Pourquoi nous engagions-nous dans des difficultés certaines ? Et surtout pourquoi Maud se mettait-elle dans ces difficultés annoncées alors qu'elle aurait pu passer sa vie à faire ce qu'elle avait aimé le plus : l'alpinisme et le ski ? C'est ce qu'elle avait fait pendant des années jusqu'au jour où elle était partie faire du surf avec un groupe d'amis d'un excellent niveau pour « s'éclater ». Ils s'éclatèrent tous jusqu'au moment où la sangle de la planche de Maud avait cédé. Elle eut beau crier, personne ne fit attention à elle. Elle vit le groupe d'hommes s'éloigner et elle se retrouva seule au milieu des immenses étendues neigeuses. Au risque de sa vie, elle mit des heures à regagner la station à pied. Quand elle retrouva « ses compagnons », le vin chaud ne suffit pas à lui faire oublier ce qu'elle venait de vivre. On lui fit comprendre que c'était elle qui avait voulu les suivre, c'était son choix. Dans ce genre d'espace on ne peut pas s'attendre, revenir en arrière, il faut se démer... Quand on s'engage dans ce genre d'aventure il faut assumer. On fit tout de même semblant de s'excuser et on tourna l'évènement à la rigolade exagérant les capacités de Maud à se débrouiller seule. Oui, pensait-elle, elle s'était engagée dans cette folle virée ! À quoi bon ? Se surpasser ? Pour qui ? Pour quoi ? Par orgueil. Quelques mois plus tard, lors d'une sortie quelle pensait moins risquée, elle fut prise dans une avalanche. Ce fut le déclic. Elle eut une telle reconnaissance et une telle admiration pour ses sauveteurs qu'elle décida de s'engager tout autrement. Dorénavant elle s'engagerait aux côtés de ceux qui le méritent, de ceux qui ont besoin d'aide.
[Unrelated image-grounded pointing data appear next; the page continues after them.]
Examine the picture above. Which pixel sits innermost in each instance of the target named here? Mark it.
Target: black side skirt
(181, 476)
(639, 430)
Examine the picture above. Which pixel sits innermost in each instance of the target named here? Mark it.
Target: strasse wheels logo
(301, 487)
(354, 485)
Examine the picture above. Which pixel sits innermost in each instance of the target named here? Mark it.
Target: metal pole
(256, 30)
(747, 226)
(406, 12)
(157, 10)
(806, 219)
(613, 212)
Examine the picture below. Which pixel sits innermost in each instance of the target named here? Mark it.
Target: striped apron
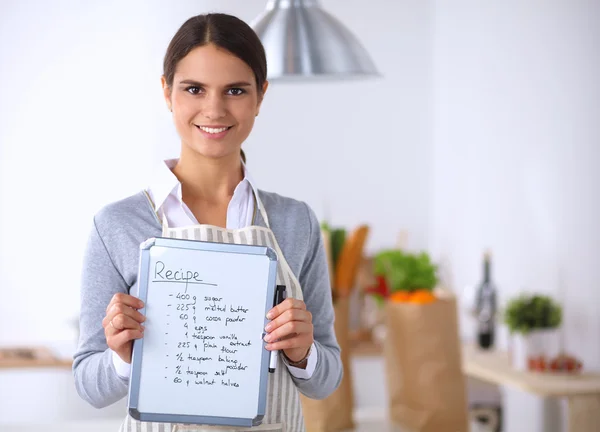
(283, 410)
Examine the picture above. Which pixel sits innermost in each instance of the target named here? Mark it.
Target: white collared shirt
(165, 191)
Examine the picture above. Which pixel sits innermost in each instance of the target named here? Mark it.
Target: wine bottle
(486, 307)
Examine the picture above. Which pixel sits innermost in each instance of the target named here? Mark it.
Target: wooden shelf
(495, 367)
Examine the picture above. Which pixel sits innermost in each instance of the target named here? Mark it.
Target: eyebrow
(199, 84)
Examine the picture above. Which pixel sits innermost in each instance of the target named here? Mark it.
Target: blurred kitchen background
(482, 133)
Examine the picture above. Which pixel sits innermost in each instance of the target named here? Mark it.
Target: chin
(213, 150)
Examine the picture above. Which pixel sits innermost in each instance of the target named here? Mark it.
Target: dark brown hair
(224, 31)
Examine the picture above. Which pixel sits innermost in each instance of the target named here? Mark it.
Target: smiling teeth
(213, 130)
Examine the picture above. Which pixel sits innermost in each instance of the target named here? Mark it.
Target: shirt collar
(165, 183)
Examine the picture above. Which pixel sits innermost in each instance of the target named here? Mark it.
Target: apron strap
(162, 219)
(165, 224)
(261, 208)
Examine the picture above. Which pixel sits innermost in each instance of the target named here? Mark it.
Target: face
(214, 100)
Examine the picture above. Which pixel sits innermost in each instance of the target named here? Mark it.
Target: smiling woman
(214, 82)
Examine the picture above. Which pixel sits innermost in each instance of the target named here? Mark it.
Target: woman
(214, 82)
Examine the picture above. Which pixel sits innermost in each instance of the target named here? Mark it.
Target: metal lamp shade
(302, 41)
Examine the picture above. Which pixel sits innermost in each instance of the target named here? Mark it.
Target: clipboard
(202, 358)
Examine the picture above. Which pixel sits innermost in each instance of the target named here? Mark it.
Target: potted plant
(533, 321)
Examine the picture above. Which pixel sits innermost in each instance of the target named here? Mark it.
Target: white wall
(82, 121)
(516, 154)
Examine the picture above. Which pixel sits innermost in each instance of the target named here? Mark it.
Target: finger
(287, 304)
(300, 341)
(123, 322)
(293, 328)
(289, 316)
(125, 299)
(121, 338)
(120, 308)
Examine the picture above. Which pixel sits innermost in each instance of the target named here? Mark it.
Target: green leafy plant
(527, 312)
(406, 271)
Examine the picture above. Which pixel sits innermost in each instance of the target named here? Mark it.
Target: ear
(262, 96)
(166, 92)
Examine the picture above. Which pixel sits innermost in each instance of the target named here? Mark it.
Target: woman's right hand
(123, 323)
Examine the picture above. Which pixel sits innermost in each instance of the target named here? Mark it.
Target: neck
(208, 180)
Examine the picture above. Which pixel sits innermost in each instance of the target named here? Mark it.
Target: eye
(236, 91)
(193, 90)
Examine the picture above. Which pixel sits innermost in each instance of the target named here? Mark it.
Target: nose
(213, 107)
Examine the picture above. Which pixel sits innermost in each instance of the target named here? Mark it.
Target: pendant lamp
(304, 42)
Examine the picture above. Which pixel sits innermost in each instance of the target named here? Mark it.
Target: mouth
(214, 130)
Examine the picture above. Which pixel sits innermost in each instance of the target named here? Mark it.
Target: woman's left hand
(290, 329)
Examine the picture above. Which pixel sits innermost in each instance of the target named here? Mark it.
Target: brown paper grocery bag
(426, 386)
(334, 413)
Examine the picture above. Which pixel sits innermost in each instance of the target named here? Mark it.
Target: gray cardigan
(111, 266)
Notre petite troupe avançait de plus en plus lentement. J'avais les yeux fixés sur la frêle silhouette de Sylvie juste devant moi. Je savais qu'elle était soignée pour une tumeur au cerveau. Visiblement les médicaments qui la boostaient faisaient de moins en moins d'effet. Je pensais combien Maud avait eu raison de nous recommander d'alléger notre sac au maximum. Cependant, Sylvie ployait sous le maigre poids du sien. J'étais le seul homme du groupe et je pensais à ces hommes, excellents skieurs, qui avaient abandonné Maud au milieu de la montagne. Une révolte montait en moi qui était aussi contre moi. J'étais en sevrage. J'avais honte de mon addiction qui m'empêchait de travailler alors que j'avais une famille à charge. D'un bond, je saisis le sac de Sylvie, l'enfilait sur mon épaule et la soutenait avec l'autre bras. Pour une fois, personne ne pouvait me reprocher d'être « chargé » ! Cela la fit rire et c'est en riant, bras dessus bras dessous que nous atteignîmes le sommet quelques minutes plus tard. Après avoir pris un thé bien chaud à l'abri du vent, Maud nous demanda : « Ça ira pour la descente ? » « Il le faudra bien, répondit Sylvie, nous nous sommes tous engagés, n'est-ce pas ? » Visiblement, il n'y avait pas que le goût de l'effort et de la montagne que Maud était parvenue à nous faire partager.